May 03, 2009|Diane E. Foulds, Globe Correspondent

SUTTON, Quebec - The road runs parallel to the Vermont border, dipping and rising along the forested hills. At a scenic elevation, a cluster of haphazardly parked cars frames a pair of iron gates. Beyond is an unlikely sight: a cobblestone path leading to a medieval chapel, the sort you might find in Tuscany or Provence. New France's earliest explorers might have built 17th-century structures, but a 13th-century chapel?

A guided tour supplies the answers. The stone-walled building is the creation of a Czech-born antiques dealer, Henrietta Antony. At 77, she radiates energy, welcoming groups in English or French. She acquired the 450 acres piecemeal, she explains, starting in 1959, and slowly transformed them into this Moravian paradise. Her yellow stucco home with its Baroque-style facade, built in 1989, was just the beginning.

Antony went on to create the chapel, a caretaker's house, and a whimsical garden with a grass-roofed "hobbit house," the sort of place Moravian monks might have inhabited in the Middle Ages. In 2000 she completed the vineyard, carving the hillside into a terraced showpiece. Its 7,000 vines now produce a dry white table wine and a prize-winning ice wine made from frozen grapes. Though not the only winery in southern Quebec - the region has at least 18 - for sheer romance, Chapelle St. Agnes is in a class of its own.

On a summer afternoon, Antony guides visitors into the chapel. It is an intimate, musty-smelling place, with close-set pews, mosaic floors, and statues missing arms and noses. After World War II, life was quiet in southern Quebec, she tells us, but there was plenty of wood, and for many, carving became a pastime for the winter months. Some masterful work was produced, but with the advent of television, local woodcarving skills began to die out. Saddened at the loss, she started to collect carvings.

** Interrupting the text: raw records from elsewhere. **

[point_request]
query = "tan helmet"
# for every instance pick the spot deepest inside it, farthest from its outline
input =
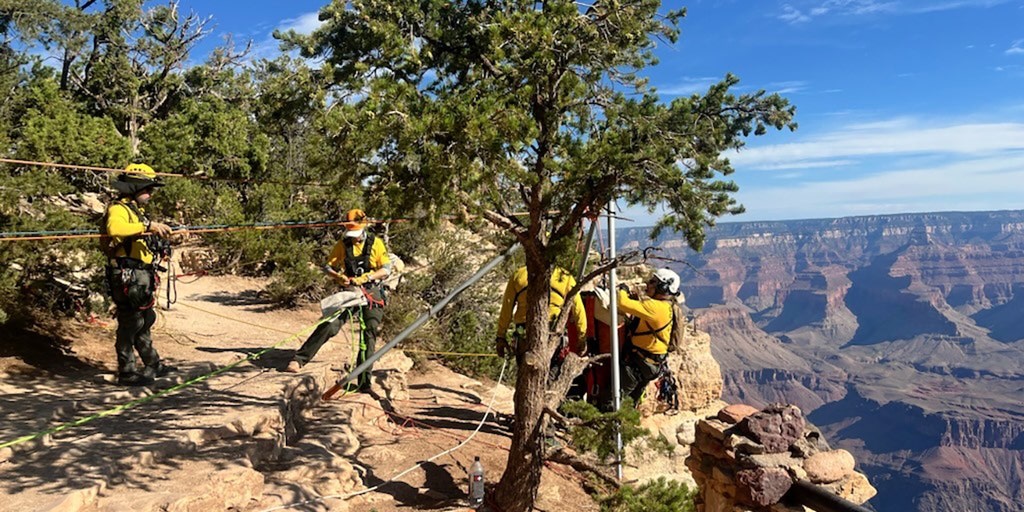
(136, 177)
(355, 222)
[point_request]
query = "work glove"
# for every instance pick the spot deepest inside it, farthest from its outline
(502, 346)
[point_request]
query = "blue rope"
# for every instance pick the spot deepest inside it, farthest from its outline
(176, 228)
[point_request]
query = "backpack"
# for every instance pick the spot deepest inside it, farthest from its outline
(107, 244)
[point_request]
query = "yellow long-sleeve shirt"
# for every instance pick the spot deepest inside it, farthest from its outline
(515, 300)
(378, 255)
(655, 320)
(122, 222)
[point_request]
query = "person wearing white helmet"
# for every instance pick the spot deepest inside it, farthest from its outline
(131, 274)
(648, 335)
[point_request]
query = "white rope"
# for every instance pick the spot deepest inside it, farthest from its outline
(403, 473)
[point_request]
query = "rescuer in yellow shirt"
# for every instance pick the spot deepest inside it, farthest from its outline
(358, 259)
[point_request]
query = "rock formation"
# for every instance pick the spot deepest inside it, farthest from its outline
(902, 336)
(751, 464)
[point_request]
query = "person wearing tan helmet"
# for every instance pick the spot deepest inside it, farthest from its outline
(131, 274)
(358, 259)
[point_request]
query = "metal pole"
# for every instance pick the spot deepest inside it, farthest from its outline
(419, 323)
(586, 251)
(613, 309)
(819, 499)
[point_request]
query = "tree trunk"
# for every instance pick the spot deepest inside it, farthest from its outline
(518, 486)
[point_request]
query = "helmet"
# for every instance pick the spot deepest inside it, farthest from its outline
(666, 282)
(140, 171)
(136, 178)
(355, 222)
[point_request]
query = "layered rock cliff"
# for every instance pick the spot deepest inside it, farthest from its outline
(902, 336)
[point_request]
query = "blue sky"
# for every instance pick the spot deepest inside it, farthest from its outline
(903, 105)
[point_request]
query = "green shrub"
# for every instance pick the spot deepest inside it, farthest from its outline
(655, 496)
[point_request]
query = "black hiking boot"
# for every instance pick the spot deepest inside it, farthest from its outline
(164, 370)
(133, 379)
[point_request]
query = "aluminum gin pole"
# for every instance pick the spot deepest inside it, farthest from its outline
(613, 309)
(419, 322)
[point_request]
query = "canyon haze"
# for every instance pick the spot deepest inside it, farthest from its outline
(901, 336)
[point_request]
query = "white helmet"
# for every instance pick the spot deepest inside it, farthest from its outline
(666, 282)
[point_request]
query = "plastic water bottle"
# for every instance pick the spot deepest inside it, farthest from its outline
(476, 483)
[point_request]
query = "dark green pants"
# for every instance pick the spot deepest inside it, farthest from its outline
(372, 316)
(133, 335)
(634, 374)
(131, 291)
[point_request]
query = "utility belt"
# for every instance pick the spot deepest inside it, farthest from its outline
(132, 284)
(649, 357)
(376, 294)
(124, 262)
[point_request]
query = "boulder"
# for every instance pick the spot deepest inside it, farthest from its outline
(826, 467)
(776, 427)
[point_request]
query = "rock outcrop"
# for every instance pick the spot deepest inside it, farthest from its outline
(752, 464)
(907, 324)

Antony had immigrated to Canada in 1949 and settled in Montreal, where she married, started a family, and launched a business repairing antiques. Every spare cent went to artifacts, including Quebec carvings. Many are displayed in the chapel, alongside European religious artifacts acquired over the years. The lectern dates from the 17th century, the stained-glass windows are early 18th-century German, and the late Gothic statue of St. John the Baptist originated in Bohemia.